Bitcoin, on the other hand, is not confiscable and has no barrier to entry. Bitcoin is a good savings technology when used from a long-term perspective. Traditionally, residents of black and brown neighborhoods get ripped off and sell snake oil schemes to get rich and save money, leaving them without a bank. Check banks and payday loan companies litter black and Latin regions across America. Over the years, this has led to mistrust of banks, a lack of savings and debt. Bitcoin is correcting the gap in the wealth gap and is quickly becoming Plan B to secure asset value for many African Americans.
Buying an entire bitcoin is quite expensive, but buying fractional stocks is not. You can start with an amount as low as $ 2. If you save $ 10 per week for 50 weeks, that works out to $ 520, which can earn you over half a million satoshis at current bitcoin prices. It’s a good, inexpensive way to get exposure to bitcoin and save money at the same time. For many people of color, risk tolerance is low, so the average dollar cost allows them to withstand the volatility of bitcoin price movements. In the long run, bitcoin has performed at 200% over the past decade. Banks cannot guarantee to give their customers this kind of return on savings, so we are seeing a massive abandonment of banks to bitcoin.

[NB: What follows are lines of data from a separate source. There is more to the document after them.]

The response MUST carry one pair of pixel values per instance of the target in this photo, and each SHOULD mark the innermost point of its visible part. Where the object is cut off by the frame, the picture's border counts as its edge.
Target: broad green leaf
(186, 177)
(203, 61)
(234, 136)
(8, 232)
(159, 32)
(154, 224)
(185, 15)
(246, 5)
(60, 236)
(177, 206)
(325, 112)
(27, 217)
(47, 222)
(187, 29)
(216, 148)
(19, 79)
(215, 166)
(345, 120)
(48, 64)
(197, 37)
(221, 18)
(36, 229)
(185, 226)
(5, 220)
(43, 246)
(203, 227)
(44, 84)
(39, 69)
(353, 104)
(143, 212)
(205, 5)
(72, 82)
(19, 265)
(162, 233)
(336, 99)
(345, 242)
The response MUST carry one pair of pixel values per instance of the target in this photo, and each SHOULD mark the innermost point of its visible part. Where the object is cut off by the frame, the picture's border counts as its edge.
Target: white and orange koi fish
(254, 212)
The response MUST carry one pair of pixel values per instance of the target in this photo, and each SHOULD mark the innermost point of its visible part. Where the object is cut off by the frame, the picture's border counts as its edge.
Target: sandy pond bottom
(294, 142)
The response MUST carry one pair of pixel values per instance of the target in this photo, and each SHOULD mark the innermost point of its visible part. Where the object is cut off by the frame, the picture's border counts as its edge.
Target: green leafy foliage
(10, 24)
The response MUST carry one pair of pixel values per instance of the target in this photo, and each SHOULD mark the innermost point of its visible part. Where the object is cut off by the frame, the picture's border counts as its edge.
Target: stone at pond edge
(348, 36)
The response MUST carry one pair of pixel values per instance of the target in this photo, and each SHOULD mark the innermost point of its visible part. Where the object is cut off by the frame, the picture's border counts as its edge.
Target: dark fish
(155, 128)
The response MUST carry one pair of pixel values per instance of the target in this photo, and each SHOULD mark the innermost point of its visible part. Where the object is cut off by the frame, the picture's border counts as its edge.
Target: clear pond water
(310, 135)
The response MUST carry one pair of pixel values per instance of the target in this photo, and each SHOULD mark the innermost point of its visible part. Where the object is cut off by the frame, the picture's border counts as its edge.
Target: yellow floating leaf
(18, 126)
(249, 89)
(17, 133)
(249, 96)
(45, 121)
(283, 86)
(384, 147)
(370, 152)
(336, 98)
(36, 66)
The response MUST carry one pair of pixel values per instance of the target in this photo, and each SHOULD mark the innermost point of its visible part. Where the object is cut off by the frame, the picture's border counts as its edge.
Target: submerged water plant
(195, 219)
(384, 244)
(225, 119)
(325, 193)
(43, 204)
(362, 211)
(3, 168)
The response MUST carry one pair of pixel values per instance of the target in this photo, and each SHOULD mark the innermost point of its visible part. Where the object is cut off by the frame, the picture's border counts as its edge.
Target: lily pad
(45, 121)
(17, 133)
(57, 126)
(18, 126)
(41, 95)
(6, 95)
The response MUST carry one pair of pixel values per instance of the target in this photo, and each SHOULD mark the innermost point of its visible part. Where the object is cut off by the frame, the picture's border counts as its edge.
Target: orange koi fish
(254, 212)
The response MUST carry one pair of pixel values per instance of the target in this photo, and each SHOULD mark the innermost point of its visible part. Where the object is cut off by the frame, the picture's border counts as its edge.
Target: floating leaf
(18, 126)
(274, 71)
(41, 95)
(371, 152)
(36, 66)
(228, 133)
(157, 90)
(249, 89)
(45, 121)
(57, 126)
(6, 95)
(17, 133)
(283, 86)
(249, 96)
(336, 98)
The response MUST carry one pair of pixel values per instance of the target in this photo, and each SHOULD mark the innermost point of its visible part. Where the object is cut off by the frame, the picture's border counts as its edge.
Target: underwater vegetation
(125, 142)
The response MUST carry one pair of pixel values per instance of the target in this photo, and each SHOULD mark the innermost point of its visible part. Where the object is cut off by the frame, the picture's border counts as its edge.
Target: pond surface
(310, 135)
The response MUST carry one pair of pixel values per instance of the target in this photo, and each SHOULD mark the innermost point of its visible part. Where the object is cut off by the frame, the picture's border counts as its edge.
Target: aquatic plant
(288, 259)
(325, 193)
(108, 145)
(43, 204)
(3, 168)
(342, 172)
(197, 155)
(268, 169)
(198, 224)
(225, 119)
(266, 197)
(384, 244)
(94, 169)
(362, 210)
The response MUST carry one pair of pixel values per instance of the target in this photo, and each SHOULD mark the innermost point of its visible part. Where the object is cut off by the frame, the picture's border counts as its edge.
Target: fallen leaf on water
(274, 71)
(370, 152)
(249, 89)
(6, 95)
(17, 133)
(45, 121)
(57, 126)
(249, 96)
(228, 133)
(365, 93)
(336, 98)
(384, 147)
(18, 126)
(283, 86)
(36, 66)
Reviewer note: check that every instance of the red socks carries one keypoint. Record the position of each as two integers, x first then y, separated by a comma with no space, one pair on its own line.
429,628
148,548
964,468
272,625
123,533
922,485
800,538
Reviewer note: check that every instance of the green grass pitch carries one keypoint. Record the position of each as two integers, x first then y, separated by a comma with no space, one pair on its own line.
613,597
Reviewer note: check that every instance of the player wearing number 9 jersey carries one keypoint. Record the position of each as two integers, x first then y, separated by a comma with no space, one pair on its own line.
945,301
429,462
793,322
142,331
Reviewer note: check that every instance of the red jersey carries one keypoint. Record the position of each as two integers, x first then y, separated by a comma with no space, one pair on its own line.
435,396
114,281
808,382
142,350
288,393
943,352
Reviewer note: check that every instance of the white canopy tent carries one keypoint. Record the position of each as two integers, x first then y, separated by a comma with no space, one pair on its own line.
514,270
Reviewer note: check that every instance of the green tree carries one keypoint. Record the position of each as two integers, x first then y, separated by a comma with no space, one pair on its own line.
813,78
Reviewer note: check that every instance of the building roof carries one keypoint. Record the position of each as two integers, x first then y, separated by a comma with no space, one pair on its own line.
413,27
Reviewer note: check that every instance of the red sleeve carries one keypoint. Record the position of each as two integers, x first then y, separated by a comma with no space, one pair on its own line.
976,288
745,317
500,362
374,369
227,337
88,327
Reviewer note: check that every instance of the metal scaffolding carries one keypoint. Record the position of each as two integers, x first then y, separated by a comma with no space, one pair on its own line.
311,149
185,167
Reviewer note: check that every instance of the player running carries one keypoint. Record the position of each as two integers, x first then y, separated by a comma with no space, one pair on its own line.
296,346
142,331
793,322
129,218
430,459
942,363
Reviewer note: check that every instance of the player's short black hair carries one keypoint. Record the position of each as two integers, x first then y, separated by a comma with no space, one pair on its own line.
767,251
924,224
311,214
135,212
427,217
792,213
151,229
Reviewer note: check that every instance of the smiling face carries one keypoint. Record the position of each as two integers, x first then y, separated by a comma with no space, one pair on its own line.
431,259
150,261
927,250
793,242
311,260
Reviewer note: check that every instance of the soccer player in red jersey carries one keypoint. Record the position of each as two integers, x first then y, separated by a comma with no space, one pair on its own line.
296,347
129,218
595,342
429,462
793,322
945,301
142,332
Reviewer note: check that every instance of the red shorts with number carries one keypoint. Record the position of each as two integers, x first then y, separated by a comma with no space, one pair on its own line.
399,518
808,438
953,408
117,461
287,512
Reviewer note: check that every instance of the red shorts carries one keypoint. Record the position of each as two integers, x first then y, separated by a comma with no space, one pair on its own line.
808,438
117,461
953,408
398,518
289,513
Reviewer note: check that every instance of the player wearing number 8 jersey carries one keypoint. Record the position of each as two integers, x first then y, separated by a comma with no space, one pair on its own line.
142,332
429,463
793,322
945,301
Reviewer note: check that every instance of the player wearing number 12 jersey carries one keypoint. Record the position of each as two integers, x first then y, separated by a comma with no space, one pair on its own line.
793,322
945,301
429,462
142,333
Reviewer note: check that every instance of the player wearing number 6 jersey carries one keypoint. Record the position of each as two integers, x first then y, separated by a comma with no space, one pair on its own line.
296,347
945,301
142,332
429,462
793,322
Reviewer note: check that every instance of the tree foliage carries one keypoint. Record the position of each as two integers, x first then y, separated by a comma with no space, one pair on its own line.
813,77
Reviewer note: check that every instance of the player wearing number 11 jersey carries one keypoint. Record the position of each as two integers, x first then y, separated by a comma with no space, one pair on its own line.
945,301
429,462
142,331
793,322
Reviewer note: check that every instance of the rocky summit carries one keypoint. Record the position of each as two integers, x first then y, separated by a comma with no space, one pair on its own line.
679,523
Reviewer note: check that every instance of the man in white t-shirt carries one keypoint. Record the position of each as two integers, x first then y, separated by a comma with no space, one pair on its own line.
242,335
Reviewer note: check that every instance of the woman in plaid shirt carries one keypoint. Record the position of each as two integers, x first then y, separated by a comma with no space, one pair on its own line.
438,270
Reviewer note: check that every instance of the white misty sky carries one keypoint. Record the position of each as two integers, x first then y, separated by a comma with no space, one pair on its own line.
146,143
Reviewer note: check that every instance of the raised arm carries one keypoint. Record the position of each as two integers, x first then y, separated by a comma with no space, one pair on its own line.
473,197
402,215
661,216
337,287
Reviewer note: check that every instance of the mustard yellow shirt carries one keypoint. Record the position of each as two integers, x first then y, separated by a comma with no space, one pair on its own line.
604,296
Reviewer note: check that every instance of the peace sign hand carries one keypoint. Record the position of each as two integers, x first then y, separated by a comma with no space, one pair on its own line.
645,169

Bitcoin is an unrivaled treasury reserve asset, and I think African Americans are realizing that adopting Bitcoin will allow them to catch up in the race for wealth. The Lightning Network will make remittances very easy to transfer. One thing you can’t destroy is an idea, and bitcoin proves it’s better than gold, stocks, bonds, commercial real estate, stocks, silver, everything. I believe this form of intergenerational wealth is here to stay in the black community and is really starting to take hold as an idea of closing the wealth gap.
This is a guest article by Dawdu M. Amantanah. The opinions expressed are entirely their own and do not necessarily reflect those of BTC, Inc. or Bitcoin Magazine.
The views and opinions expressed herein are the views and opinions of the author and do not necessarily reflect those of Nasdaq, Inc.